When you open a R session, it launches from a specific location. You can find out where this is using the command getwd(). This location called the ‘working directory’. R will, by default, look in this directory when reading in data and write out files/plots to this directory. It is often useful to have your data and R Scripts in the same directory and set this as your working directory.

You can set your working directory to be anywhere you like and we will now do this:

Make a folder for this course, somewhere sensible on your computer that you will be able to easily find. Name the folder for example, “Intro_R_course”.

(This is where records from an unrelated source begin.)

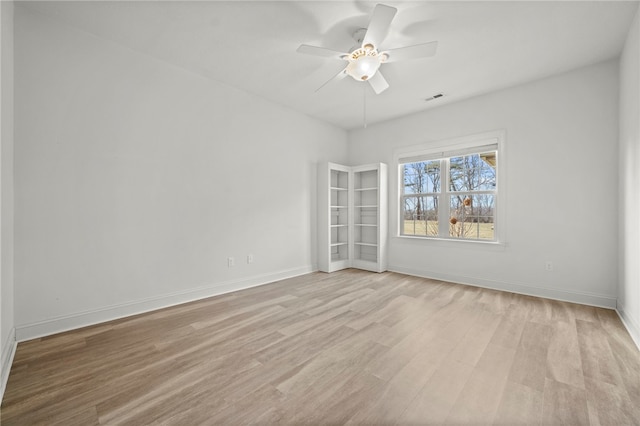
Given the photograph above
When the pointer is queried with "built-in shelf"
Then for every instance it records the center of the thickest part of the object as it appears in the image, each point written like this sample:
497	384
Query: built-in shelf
352	221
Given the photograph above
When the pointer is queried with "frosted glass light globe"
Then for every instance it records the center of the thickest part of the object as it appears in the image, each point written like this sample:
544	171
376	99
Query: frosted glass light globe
363	68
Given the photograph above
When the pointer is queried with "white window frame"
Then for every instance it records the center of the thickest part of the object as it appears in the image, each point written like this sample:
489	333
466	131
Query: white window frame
446	149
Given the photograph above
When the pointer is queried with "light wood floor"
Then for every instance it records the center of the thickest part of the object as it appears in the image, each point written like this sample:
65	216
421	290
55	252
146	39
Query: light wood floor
349	347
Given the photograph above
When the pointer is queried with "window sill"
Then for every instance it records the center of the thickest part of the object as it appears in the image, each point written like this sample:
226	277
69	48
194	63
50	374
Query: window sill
453	243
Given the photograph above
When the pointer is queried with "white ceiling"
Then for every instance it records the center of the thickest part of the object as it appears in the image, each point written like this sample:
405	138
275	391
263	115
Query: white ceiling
483	46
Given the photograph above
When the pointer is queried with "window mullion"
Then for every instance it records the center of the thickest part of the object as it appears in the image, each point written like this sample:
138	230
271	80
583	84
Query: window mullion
444	204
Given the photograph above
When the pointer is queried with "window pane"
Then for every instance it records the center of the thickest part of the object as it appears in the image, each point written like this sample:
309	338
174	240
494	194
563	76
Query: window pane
472	216
420	216
421	177
475	172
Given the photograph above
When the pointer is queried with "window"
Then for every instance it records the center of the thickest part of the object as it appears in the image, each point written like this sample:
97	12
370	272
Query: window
450	194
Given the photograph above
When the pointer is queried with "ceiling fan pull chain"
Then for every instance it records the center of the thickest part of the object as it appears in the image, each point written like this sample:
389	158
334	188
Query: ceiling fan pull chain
364	105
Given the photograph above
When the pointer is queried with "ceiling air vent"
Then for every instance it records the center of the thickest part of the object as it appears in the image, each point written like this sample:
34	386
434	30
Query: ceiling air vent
439	95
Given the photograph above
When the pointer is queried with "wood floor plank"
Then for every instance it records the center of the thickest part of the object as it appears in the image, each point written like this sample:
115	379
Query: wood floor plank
348	347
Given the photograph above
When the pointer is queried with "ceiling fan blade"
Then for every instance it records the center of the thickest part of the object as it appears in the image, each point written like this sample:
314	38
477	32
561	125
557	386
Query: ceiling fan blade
342	74
417	51
378	83
379	25
321	51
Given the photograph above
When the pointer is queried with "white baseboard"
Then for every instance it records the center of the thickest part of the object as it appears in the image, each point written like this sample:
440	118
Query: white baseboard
632	327
8	352
520	288
109	313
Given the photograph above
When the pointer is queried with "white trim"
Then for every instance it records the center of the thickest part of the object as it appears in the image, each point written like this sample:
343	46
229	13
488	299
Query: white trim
583	298
6	361
109	313
632	327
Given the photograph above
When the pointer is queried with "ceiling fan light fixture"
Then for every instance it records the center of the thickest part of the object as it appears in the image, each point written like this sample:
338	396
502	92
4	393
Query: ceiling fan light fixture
363	67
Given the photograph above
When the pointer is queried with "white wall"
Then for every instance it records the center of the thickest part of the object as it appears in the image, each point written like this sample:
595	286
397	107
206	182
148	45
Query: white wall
7	331
135	180
561	198
629	284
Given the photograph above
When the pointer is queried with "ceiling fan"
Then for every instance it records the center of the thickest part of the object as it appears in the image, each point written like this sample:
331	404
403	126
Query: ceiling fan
364	61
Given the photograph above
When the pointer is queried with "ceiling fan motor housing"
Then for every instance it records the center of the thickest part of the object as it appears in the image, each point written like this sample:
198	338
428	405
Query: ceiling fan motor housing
363	63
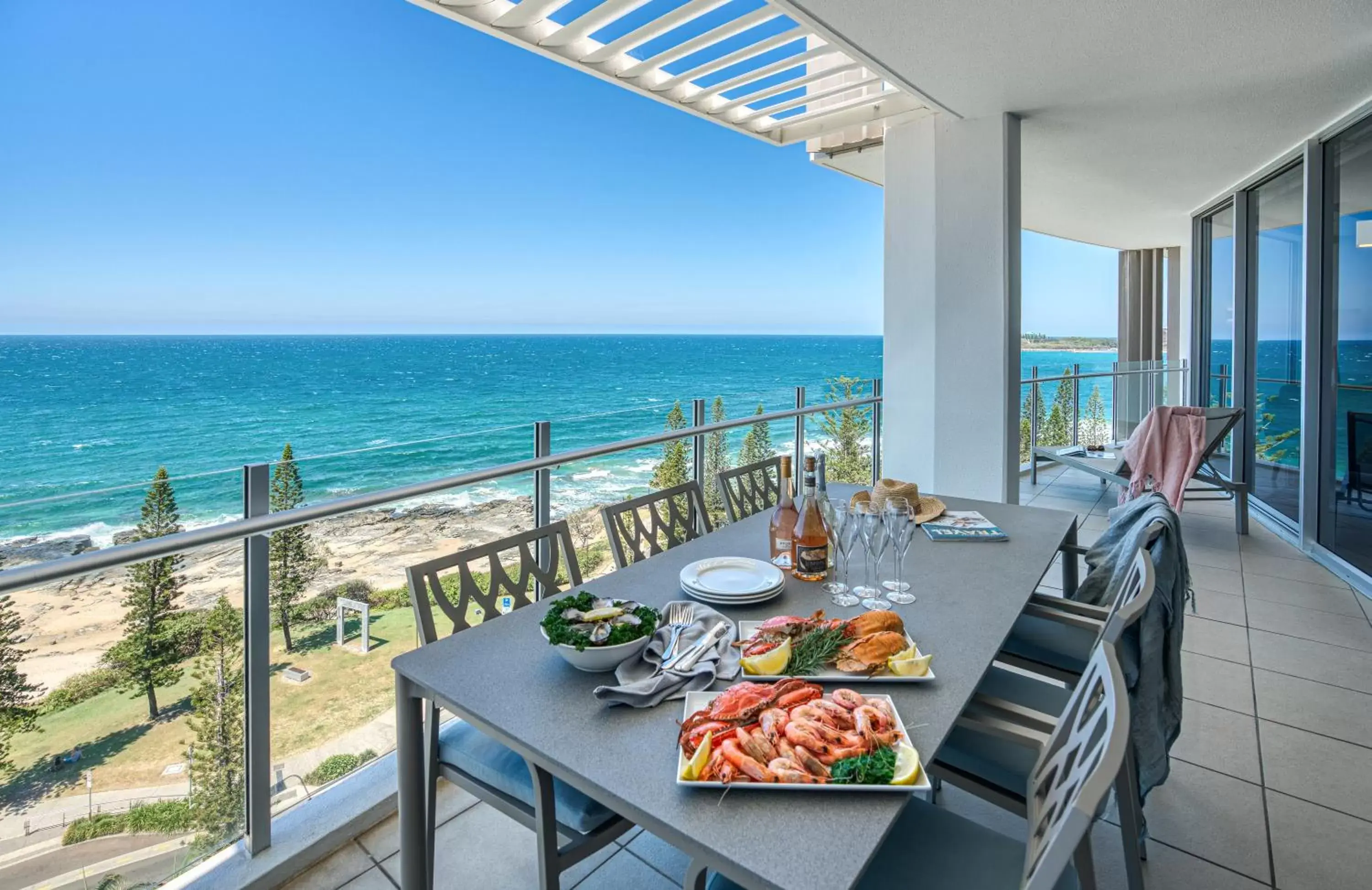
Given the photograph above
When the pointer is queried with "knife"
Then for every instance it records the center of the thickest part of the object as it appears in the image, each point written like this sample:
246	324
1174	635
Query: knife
686	660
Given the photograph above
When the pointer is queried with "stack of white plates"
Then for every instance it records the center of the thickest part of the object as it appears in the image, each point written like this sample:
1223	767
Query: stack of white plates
733	580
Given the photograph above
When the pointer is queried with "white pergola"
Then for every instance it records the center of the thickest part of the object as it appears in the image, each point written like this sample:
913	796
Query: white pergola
763	73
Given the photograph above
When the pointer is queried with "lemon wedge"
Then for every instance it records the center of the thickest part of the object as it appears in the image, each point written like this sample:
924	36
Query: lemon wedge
907	766
770	663
697	763
909	665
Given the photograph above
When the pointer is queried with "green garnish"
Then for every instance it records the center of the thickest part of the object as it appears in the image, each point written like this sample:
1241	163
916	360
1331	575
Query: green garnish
560	630
814	650
874	768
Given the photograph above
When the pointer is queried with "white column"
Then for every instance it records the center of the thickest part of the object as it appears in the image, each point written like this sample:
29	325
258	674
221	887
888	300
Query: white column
951	330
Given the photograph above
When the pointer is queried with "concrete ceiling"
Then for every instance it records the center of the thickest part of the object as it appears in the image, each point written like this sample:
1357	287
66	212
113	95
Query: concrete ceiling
1134	113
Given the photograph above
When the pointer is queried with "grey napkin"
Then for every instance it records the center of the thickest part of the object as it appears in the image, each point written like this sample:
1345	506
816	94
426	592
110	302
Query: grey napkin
641	685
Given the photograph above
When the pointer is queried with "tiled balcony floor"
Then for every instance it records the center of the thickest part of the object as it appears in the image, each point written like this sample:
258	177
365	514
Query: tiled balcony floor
1271	779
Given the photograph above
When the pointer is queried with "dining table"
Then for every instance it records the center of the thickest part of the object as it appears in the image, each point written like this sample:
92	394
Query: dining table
511	685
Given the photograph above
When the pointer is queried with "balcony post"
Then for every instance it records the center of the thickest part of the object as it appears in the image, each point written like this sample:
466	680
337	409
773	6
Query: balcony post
697	419
257	664
542	497
876	433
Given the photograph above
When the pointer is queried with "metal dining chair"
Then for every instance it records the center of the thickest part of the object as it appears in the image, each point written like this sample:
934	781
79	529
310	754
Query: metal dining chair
459	752
750	488
643	527
995	741
933	849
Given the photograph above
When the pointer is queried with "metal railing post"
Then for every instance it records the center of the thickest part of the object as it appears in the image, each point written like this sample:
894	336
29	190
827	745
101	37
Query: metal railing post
542	497
1076	404
876	433
257	664
1034	424
697	419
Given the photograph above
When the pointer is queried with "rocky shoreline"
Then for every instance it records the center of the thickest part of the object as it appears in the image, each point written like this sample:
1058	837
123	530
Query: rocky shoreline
73	623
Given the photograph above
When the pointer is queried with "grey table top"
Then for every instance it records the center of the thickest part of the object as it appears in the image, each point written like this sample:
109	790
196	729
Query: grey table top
503	678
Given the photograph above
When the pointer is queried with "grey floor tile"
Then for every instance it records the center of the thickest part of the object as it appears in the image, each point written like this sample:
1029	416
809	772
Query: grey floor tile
626	871
1216	639
1315	768
1165	869
1219	740
1209	604
1315	707
1318	849
1212	557
1313	661
1217	682
1323	627
1223	580
334	871
660	855
385	838
1213	816
1297	569
371	879
1302	594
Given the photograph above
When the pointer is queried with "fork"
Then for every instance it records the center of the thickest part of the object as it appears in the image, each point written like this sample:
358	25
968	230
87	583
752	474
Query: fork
680	616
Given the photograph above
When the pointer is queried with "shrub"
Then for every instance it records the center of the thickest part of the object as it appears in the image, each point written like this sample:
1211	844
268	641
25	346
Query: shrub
161	818
80	687
337	767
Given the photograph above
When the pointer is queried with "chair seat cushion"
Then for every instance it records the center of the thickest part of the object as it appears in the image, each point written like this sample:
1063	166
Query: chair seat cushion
932	849
482	757
1050	642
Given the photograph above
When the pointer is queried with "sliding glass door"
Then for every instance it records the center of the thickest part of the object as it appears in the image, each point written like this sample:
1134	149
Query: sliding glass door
1346	465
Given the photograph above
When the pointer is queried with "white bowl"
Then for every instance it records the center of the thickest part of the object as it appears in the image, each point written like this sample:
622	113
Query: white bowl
599	659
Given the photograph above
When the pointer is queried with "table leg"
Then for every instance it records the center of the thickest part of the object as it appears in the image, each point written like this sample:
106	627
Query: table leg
696	874
409	770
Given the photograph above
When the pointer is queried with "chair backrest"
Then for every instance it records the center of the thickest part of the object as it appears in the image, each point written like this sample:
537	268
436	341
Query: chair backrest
655	523
466	604
751	488
1076	770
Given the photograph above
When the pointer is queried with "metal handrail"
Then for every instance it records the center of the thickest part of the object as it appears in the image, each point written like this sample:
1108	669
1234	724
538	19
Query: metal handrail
238	530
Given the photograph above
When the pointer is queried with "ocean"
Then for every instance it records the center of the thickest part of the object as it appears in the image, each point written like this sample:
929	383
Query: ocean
88	420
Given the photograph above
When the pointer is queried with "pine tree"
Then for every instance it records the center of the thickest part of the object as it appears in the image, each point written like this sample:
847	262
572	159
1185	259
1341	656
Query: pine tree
756	442
847	431
1094	426
147	656
294	560
217	722
674	468
17	694
717	460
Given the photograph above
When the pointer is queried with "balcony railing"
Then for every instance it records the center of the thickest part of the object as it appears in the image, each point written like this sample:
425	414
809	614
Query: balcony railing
258	523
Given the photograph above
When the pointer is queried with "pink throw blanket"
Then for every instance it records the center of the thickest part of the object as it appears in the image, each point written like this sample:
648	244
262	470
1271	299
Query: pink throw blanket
1165	449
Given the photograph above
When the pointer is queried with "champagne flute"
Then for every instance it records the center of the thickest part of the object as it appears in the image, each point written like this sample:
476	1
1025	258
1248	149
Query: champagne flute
874	542
900	524
844	532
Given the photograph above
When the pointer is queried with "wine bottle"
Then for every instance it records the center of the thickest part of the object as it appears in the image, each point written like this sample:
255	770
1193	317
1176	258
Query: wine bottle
784	520
811	535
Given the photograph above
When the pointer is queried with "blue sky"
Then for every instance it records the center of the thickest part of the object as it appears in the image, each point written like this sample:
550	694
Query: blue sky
367	166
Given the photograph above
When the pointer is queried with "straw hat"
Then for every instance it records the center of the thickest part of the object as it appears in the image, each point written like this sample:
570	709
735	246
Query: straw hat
927	506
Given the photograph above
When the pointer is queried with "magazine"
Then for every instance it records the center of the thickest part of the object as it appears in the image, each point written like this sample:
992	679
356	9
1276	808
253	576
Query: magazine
964	525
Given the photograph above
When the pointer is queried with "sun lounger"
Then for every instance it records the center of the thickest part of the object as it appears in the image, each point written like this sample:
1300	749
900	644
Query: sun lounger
1219	423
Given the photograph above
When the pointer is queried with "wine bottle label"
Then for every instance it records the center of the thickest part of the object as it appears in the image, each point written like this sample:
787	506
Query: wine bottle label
813	560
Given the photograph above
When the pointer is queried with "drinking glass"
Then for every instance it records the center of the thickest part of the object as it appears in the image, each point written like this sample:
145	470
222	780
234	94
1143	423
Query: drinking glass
874	546
844	532
900	525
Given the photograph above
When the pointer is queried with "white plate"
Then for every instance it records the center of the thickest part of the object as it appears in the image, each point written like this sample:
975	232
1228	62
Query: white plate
732	576
748	628
733	601
695	701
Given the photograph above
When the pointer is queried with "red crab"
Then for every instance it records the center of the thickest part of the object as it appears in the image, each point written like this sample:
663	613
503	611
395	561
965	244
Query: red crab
741	704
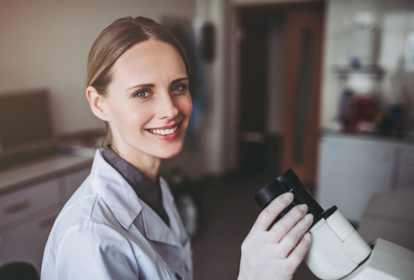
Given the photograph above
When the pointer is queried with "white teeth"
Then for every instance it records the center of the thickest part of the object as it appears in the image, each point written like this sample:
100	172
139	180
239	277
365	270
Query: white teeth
164	132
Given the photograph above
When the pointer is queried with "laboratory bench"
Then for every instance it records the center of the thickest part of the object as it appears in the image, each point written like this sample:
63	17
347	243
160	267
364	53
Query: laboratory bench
31	196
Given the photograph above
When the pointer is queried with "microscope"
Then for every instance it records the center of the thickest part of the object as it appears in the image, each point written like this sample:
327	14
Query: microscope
337	250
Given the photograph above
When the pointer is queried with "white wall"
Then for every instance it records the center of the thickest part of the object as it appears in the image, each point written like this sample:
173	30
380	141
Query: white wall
45	44
395	20
275	76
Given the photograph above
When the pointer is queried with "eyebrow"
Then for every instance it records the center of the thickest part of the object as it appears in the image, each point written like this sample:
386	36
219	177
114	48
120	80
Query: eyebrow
153	85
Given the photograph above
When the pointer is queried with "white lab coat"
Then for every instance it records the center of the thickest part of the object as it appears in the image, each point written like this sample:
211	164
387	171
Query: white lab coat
106	232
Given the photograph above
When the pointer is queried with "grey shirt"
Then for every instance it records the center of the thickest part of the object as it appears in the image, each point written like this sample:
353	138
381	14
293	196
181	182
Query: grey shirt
146	190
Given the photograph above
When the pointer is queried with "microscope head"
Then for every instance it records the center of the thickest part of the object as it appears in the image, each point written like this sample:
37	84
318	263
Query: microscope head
336	248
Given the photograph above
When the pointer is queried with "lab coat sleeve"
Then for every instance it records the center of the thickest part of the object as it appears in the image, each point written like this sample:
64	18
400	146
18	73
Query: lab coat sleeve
95	251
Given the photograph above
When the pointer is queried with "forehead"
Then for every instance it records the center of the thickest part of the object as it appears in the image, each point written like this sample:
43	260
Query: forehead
149	62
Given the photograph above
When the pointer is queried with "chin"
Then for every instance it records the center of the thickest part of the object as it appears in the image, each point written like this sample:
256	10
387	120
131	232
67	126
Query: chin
169	153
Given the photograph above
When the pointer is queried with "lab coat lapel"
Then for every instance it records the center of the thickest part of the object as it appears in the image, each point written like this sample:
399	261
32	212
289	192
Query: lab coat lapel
175	220
155	228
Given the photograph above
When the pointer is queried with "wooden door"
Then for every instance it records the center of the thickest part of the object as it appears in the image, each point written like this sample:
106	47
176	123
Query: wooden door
303	48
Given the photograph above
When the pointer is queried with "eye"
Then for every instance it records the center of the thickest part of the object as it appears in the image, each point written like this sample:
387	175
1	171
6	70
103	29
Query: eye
180	88
141	94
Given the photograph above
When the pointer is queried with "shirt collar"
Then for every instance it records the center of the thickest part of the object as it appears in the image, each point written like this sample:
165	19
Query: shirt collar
115	191
146	190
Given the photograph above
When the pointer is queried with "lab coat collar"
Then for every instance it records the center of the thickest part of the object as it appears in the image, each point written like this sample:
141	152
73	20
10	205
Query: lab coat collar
125	204
115	191
156	229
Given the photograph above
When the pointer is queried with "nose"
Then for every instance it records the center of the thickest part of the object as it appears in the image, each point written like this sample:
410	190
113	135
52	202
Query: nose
167	108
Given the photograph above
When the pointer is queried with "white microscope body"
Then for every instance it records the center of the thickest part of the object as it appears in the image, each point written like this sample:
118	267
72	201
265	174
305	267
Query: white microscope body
337	250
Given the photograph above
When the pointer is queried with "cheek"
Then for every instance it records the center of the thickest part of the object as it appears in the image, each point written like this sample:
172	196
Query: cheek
131	116
185	106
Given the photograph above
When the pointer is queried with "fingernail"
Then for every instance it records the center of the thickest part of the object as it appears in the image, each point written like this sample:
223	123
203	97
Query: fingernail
303	207
287	196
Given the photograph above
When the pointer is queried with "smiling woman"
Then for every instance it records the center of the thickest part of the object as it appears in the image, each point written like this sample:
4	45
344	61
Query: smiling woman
122	222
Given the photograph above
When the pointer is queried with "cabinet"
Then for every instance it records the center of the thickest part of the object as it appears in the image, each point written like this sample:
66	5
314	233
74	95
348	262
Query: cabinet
31	197
353	168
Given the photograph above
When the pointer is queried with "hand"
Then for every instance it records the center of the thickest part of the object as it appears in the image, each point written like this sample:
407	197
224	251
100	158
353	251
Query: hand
276	253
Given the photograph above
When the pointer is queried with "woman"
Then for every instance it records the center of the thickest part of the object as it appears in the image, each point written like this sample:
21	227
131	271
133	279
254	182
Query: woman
122	222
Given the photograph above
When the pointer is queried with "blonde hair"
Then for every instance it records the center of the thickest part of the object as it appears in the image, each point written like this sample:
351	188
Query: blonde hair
117	38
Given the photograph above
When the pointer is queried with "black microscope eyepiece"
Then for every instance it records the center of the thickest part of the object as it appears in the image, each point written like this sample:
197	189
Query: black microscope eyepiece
290	182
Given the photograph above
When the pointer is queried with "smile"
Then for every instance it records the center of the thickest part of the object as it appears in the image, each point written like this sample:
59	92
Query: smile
164	131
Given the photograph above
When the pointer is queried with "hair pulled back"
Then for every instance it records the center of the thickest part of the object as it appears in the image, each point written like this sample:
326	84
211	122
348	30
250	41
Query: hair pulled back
117	38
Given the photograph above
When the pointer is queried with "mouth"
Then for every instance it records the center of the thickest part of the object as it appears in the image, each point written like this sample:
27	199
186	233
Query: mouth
162	132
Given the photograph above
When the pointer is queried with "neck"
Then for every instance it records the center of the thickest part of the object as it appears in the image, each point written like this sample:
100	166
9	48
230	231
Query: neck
146	164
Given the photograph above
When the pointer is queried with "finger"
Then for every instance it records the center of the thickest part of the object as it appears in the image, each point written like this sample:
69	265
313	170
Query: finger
292	238
269	214
284	225
298	254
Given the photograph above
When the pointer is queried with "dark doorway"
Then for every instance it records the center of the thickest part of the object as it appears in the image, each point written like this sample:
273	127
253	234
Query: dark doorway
280	62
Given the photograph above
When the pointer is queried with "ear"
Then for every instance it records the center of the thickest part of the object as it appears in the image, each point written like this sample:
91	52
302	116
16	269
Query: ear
97	103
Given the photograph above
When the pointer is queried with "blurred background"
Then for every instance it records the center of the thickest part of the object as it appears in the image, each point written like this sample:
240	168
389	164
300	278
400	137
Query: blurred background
323	87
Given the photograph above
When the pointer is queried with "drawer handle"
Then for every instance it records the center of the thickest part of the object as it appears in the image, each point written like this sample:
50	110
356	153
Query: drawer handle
48	222
20	206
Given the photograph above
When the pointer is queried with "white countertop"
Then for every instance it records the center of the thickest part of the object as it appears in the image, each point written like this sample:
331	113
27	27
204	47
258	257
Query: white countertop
23	175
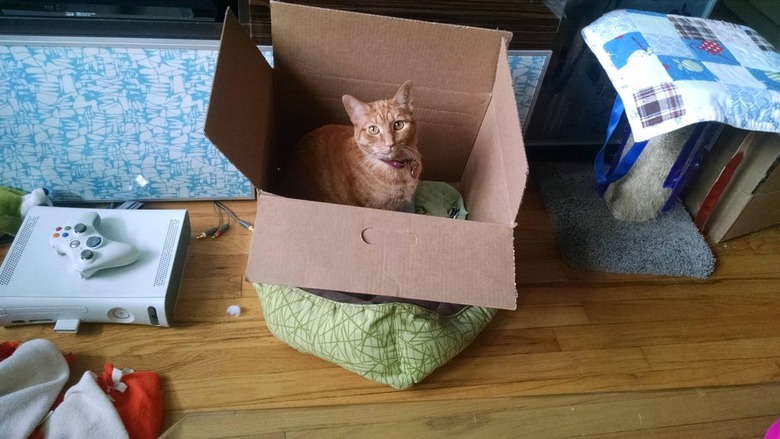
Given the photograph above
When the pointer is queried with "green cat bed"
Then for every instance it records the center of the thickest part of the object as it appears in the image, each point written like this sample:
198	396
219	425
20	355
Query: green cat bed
397	344
391	341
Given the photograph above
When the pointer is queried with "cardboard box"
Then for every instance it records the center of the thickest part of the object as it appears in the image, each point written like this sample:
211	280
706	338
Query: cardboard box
469	133
744	165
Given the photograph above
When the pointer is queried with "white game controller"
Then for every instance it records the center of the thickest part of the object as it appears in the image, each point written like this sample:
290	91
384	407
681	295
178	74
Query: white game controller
88	250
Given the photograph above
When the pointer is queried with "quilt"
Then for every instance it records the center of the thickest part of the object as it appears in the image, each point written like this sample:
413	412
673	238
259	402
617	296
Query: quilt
671	71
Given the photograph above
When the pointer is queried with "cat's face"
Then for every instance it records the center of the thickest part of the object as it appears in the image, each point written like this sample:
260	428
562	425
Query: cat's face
385	130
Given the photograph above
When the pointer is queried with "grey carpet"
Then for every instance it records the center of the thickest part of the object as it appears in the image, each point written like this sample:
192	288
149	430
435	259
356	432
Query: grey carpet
590	238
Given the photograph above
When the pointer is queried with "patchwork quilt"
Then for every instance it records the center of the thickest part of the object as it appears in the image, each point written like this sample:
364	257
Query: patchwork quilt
671	71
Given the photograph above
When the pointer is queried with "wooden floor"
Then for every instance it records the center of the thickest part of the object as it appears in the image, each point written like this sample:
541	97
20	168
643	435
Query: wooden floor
574	332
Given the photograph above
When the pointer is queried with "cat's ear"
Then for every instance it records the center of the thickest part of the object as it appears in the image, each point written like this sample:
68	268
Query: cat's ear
404	96
355	108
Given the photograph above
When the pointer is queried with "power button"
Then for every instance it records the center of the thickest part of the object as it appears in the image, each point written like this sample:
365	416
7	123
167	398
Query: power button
120	313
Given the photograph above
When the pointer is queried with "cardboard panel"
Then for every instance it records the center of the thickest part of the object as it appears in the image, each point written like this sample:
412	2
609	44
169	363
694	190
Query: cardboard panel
495	177
239	119
370	251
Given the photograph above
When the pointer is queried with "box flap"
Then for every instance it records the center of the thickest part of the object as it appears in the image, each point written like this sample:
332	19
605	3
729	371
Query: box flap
380	252
450	95
495	196
239	118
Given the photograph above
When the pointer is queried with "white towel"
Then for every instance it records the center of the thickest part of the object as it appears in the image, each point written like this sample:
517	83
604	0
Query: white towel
86	413
30	381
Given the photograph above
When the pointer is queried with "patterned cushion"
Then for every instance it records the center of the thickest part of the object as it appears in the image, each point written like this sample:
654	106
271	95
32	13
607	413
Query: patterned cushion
397	344
672	71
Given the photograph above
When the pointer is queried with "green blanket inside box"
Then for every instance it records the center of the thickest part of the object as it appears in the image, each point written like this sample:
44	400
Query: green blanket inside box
397	343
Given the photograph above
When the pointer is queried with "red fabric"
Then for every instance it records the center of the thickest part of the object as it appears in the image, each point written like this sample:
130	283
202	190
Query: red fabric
140	405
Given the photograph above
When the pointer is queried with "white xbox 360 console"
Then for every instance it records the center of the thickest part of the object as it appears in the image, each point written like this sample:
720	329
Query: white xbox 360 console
71	265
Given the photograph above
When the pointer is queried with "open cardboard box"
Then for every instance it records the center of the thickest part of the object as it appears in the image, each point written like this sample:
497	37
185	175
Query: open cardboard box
469	133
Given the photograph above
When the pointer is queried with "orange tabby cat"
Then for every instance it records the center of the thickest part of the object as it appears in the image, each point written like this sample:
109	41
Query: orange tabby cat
373	164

Go back to your RStudio window, go to the bottom right panel, click on the ‘Files’ tab and then click on the three dots on the top right hand corner, as shown below.

This will open up a new window which lets you explore the files and folders on your computer. Find the new folder you created, click on it, then click ‘Open’.

The files tab will now show the contents of your new folder (which should be empty). At the top of the files tab, click on More > Set As Working Directory, as shown below.

Please set your working directory to be this folder at the start of EVERY session.

Data files

The data files required for this workshop are available on GitHub. To download a data file, click on the file you wish to download then click ‘Download’, as shown below (or if it is an uncompressed file, right click ‘Raw’ > ‘Save Link As…’). Alternatively, the files may have been provided to you by the instructor.

Store these input files in your working directory in a folder called data.